Только теперь она обнаружила липкую ссадину на запястье. Софья Андреевна не могла припомнить, пацаны ли достали ее камнями, сама ли она обо что-то шоркнулась в горячке постыдного бегства. Загнанная, униженная, стоя на неизвестной, какими-то пятнами проступающей тропе, Софья Андреевна больше всего страдала от анонимности нанесенного ей удара. Она никогда не смирялась в школе с ничейностью брошенной в проход между парт, забитой слюнями плевательной трубки, дикого выкрика в буйной дали коридора, карикатуры на свежевымытой доске. Она инстинктивно чуяла, что, если не отыщет преступника, обнаруженное безобразие превратится в проявление и часть порядка вещей, в свойство некоего Высшего Существа, от которого она ожидала награды за муки, у которого хранила свои моральные сбережения. Софья Андреевна неколебимо верила, что получит всю сумму накопленных бедствий обратной монетой, так же как счастливцы и баловни получат свои черные рубли,– потому что иначе человек, не сведенный к нулю, останется со своим горем или счастьем и сделается бессмертен. Чтобы не возникало сомнений в моральной безупречности Высшего Судьи и его небесной сберкассы, за каждое дурное дело должно было нести ответственность конкретное лицо. И Софья Андреевна ревностно выявляла виноватых, всякий раз успешно, поскольку все события имели участников: раз, когда ураганный ливень выхлестал на пришкольном участке прутяные яблоньки, Софья Андреевна добилась, чтобы наказали тех, кто их туда посадил. И теперь, вдали от дома преисполняясь знакомым набожным вдохновением, она решила, что во всем виновата родня.

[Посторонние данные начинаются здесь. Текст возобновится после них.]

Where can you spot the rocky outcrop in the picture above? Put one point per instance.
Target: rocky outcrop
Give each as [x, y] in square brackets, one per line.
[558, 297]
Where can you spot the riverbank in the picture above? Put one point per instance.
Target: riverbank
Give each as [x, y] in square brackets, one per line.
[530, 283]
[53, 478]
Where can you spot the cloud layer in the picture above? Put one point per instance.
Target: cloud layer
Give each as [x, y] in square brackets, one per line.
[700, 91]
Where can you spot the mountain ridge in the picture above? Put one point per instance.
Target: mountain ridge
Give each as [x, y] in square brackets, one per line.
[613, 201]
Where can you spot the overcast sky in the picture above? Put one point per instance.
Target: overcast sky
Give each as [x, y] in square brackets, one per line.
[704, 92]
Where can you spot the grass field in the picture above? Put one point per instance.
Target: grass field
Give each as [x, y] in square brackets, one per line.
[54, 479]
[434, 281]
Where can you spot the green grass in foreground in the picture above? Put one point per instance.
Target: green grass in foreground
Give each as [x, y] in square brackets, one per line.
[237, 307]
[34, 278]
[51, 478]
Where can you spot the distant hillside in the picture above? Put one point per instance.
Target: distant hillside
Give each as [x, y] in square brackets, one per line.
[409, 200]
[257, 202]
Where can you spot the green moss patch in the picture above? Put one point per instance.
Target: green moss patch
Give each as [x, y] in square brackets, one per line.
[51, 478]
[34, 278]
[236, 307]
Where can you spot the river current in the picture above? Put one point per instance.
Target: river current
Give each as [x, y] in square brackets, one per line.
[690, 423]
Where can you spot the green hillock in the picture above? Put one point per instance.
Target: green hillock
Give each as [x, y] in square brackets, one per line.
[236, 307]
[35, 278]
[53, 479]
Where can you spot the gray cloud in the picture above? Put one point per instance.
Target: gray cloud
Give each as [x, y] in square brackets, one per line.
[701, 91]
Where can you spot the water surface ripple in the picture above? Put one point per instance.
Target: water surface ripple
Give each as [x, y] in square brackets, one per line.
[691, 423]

Они заманили ее в этот дикий Владивосток, хотя не могли не знать, какая здесь обстановка, как относятся к приезжим, какие тут болтаются мерзавцы в гипюре на голое тело (знают, должно быть, каждого по имени и где живет) – и, Господи, какая тут тоска от крашеных домишек, от несущей их как бремя горбатой земли, замусоренной так, будто озверелый Первомай продолжается на ней бесконечно! Но главный и крайний виновник ее злосчастного путешествия был, разумеется, Иван.